Dıştan bir etki olmaksızın kendi kendine suda ölüp su yüzüne çıkan balıklar yenmez. Fakat suyun açılıp kurumasından, fazla sıcak veya soğuktan ölen veya kuşlar tarafından öldürülen, su içinde bağlı tutulmakla ve buz içinde sıkışmakla ölen balıklar yenir. Balıklarda boğazlamaya gerek yoktur.

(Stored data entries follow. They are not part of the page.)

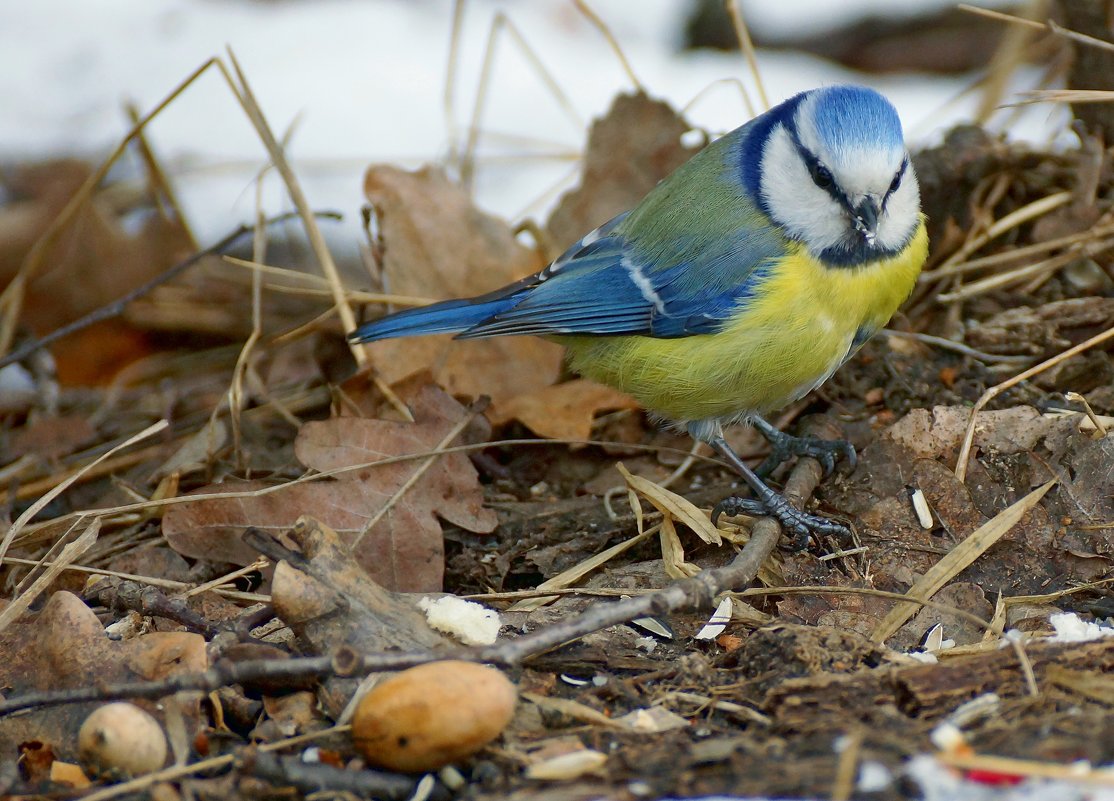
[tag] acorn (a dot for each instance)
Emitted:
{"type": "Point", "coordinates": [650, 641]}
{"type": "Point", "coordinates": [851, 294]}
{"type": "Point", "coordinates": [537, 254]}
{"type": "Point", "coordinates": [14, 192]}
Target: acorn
{"type": "Point", "coordinates": [428, 716]}
{"type": "Point", "coordinates": [120, 739]}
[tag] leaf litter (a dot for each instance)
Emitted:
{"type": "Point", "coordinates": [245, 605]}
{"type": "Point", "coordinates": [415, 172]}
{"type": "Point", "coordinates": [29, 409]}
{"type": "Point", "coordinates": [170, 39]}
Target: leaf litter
{"type": "Point", "coordinates": [362, 514]}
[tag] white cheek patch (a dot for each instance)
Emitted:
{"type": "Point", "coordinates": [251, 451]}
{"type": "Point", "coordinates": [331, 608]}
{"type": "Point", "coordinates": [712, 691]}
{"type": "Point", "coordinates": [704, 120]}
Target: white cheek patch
{"type": "Point", "coordinates": [808, 213]}
{"type": "Point", "coordinates": [901, 215]}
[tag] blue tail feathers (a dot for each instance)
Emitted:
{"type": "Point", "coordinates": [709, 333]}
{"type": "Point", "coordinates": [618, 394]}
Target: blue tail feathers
{"type": "Point", "coordinates": [445, 318]}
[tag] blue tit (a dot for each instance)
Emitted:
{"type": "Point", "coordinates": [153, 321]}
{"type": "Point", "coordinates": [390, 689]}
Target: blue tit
{"type": "Point", "coordinates": [739, 284]}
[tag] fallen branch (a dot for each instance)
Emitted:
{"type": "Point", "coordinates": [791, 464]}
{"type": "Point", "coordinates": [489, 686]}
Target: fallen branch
{"type": "Point", "coordinates": [690, 594]}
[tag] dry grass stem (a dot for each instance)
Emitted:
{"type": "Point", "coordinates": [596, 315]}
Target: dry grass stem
{"type": "Point", "coordinates": [957, 559]}
{"type": "Point", "coordinates": [965, 451]}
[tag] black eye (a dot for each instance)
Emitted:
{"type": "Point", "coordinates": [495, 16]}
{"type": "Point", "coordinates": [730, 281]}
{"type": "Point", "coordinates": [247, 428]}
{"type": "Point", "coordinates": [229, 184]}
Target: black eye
{"type": "Point", "coordinates": [821, 176]}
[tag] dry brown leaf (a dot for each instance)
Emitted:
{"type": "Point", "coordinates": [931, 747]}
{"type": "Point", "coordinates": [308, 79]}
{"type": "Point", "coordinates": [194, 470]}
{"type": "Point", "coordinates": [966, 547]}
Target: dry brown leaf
{"type": "Point", "coordinates": [564, 411]}
{"type": "Point", "coordinates": [635, 145]}
{"type": "Point", "coordinates": [438, 245]}
{"type": "Point", "coordinates": [50, 437]}
{"type": "Point", "coordinates": [404, 549]}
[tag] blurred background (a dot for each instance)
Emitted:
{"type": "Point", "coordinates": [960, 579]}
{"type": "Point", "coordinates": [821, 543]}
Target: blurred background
{"type": "Point", "coordinates": [357, 81]}
{"type": "Point", "coordinates": [500, 94]}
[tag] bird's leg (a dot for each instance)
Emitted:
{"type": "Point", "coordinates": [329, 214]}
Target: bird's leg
{"type": "Point", "coordinates": [784, 446]}
{"type": "Point", "coordinates": [768, 502]}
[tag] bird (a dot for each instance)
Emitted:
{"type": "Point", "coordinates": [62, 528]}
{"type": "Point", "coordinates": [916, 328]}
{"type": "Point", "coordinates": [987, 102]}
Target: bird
{"type": "Point", "coordinates": [740, 283]}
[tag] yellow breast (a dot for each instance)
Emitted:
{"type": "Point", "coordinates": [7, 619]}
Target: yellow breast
{"type": "Point", "coordinates": [785, 340]}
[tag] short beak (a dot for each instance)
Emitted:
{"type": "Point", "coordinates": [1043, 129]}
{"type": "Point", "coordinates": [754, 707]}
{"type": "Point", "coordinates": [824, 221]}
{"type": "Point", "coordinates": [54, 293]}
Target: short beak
{"type": "Point", "coordinates": [866, 218]}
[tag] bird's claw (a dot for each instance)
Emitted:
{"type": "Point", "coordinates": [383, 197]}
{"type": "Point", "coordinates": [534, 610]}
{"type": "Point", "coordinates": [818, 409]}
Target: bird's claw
{"type": "Point", "coordinates": [798, 524]}
{"type": "Point", "coordinates": [827, 451]}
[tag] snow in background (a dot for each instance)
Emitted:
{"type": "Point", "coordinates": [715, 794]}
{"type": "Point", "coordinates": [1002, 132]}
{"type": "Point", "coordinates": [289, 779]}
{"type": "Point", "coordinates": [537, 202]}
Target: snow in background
{"type": "Point", "coordinates": [360, 81]}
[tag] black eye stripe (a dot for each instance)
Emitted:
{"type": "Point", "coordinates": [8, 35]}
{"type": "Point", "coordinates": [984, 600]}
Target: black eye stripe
{"type": "Point", "coordinates": [897, 177]}
{"type": "Point", "coordinates": [827, 182]}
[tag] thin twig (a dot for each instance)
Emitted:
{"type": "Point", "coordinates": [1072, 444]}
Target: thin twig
{"type": "Point", "coordinates": [116, 308]}
{"type": "Point", "coordinates": [965, 451]}
{"type": "Point", "coordinates": [746, 45]}
{"type": "Point", "coordinates": [602, 27]}
{"type": "Point", "coordinates": [412, 479]}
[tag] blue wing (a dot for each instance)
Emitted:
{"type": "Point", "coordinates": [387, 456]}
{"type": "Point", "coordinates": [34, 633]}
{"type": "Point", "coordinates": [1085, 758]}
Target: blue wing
{"type": "Point", "coordinates": [680, 264]}
{"type": "Point", "coordinates": [613, 286]}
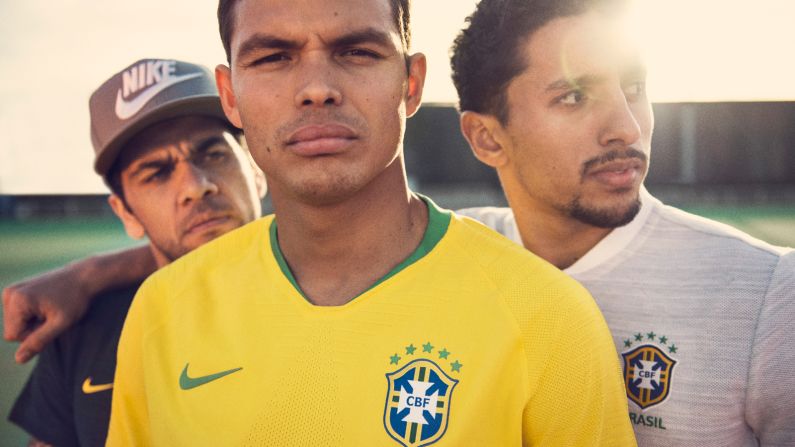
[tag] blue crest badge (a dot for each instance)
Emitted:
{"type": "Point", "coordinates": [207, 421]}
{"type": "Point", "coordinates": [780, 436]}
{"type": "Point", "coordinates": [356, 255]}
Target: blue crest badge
{"type": "Point", "coordinates": [647, 375]}
{"type": "Point", "coordinates": [418, 403]}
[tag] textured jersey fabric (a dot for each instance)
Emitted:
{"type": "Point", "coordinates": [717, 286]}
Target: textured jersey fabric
{"type": "Point", "coordinates": [702, 317]}
{"type": "Point", "coordinates": [66, 401]}
{"type": "Point", "coordinates": [473, 342]}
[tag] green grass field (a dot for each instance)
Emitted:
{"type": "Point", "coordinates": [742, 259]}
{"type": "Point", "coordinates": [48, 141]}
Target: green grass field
{"type": "Point", "coordinates": [27, 248]}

Göle veya denize atılan balık otunu yemekle göl veya deniz içinde ölen veya avlanıp da sudan çıkarılmadan başlarına tokmakla vurulup öldürülen ve ağ içinde kurtulamayıp ölen balıkların yenmeleri de helaldir.
Balıklar temiz olmayan suların içinde bulunmuş olsalar da etleri yenebilir.

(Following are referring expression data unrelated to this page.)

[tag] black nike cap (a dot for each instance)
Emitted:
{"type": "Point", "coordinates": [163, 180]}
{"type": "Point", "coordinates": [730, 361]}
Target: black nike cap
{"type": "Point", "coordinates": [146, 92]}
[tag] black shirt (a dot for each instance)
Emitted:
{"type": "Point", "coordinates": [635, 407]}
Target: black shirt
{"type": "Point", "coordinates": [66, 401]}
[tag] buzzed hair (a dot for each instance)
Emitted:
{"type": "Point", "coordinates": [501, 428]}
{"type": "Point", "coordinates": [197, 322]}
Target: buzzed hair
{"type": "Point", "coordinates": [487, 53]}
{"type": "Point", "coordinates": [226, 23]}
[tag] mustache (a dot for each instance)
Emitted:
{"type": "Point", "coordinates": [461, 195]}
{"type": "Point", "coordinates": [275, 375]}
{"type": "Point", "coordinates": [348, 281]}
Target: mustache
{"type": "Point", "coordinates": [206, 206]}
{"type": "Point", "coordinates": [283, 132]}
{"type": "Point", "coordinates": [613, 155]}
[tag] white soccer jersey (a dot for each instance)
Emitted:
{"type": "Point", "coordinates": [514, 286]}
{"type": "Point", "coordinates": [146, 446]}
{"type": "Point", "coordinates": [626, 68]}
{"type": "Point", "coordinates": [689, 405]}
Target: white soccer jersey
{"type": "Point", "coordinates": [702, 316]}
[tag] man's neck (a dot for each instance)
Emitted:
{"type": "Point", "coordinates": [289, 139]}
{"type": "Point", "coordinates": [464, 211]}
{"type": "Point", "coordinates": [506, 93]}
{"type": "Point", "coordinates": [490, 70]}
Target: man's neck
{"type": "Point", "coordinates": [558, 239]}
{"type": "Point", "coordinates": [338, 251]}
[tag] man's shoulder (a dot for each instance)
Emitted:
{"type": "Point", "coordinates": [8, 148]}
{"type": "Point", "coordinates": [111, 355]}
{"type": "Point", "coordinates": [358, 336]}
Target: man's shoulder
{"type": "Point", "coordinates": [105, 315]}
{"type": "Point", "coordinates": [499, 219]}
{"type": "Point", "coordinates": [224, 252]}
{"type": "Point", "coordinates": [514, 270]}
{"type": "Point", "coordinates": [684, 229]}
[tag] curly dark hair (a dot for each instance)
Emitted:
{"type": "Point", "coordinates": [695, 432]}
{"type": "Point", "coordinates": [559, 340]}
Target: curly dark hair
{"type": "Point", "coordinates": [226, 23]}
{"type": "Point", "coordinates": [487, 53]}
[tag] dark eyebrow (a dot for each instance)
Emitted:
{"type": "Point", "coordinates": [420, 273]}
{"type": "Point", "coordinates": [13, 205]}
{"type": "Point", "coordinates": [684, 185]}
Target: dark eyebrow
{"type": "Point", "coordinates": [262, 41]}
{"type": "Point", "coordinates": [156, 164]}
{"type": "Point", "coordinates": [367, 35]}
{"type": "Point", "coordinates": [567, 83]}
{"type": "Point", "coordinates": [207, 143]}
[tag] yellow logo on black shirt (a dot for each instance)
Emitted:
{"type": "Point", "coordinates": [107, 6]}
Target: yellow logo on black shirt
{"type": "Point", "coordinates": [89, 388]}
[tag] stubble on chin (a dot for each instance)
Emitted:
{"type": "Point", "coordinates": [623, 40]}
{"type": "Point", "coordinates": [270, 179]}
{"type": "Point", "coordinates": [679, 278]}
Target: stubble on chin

Avlanan bir balığın içinden çıkan bir balık sağlam ise, o da yenebilir, sağlam değilse yenmez.
Boğazlanan bir hayvanın karnından çıkan yavrusu, İmam Azam’a göre yenmez. Anasının boğazlanmış olması, yavrusu için yeterli olmaz. Bir canlının boğazlanması ile iki canlı boğazlanmış olamaz. Çıkan yavru canlı ise boğazlanmak suretiyle yenilebilir.
(Üç imamın (Şafiî, Malik ve İmam Ahmed) görüşleri de böyledir.)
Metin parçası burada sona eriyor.